Previous studies have observed this association between autonomic impairment and incident diabetes in western populations. Therefore, whether autonomic impairment contributes to the development of diabetes in different ethnic groups is still unknown. In our sample of healthy Korean men, a trend remained for an inverse association between HRR and incidence of type 2 diabetes. Thus, our data do not completely rule out the possibility of an association between HRR and incidence of type 2 diabetes. The lack of statistical power in our data is attributed to a relatively small number of men who developed diabetes (n = 64). Longer follow-up with greater accrual of events may have yielded a significant finding. Further studies are needed to clarify the association between these relationships.

This study has several limitations. We did not control for diet status, which may potentially confound the relationship between HRR and incidence of type 2 diabetes. We defined incidence of type 2 diabetes as fasting glucose ≥126 mg/dl or the use of diabetes medication. We did not administer an oral glucose tolerance test and so may not have captured all cases of incident diabetes. Finally, we did not assess reproducibility of HRR in this population.

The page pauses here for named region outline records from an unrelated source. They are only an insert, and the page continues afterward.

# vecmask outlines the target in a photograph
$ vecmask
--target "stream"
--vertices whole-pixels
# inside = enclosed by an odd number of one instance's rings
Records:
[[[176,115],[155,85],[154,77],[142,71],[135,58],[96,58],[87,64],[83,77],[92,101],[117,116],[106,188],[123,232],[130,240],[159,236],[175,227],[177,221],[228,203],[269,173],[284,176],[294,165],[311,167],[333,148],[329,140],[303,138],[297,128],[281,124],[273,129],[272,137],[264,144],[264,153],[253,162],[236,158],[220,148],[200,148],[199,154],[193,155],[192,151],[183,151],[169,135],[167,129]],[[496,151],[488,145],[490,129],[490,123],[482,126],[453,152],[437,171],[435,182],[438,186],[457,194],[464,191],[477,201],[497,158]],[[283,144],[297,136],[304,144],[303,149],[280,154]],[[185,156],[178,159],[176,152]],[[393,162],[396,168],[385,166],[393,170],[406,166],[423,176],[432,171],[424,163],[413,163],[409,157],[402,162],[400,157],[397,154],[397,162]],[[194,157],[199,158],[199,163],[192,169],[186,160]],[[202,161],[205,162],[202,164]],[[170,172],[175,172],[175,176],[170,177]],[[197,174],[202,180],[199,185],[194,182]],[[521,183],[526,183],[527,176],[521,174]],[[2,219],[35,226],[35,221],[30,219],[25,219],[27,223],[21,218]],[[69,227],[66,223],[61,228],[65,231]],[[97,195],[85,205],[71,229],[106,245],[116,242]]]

In summary, these results suggest that slow HRR, an estimate of autonomic nervous system dysfunction, is associated with development of type 2 diabetes, but these relationships were attributable to confounding factors. Although a relationship between autonomic function and development of type 2 diabetes may exist in non-Asian populations, further studies are needed to clarify this association in racially diverse populations.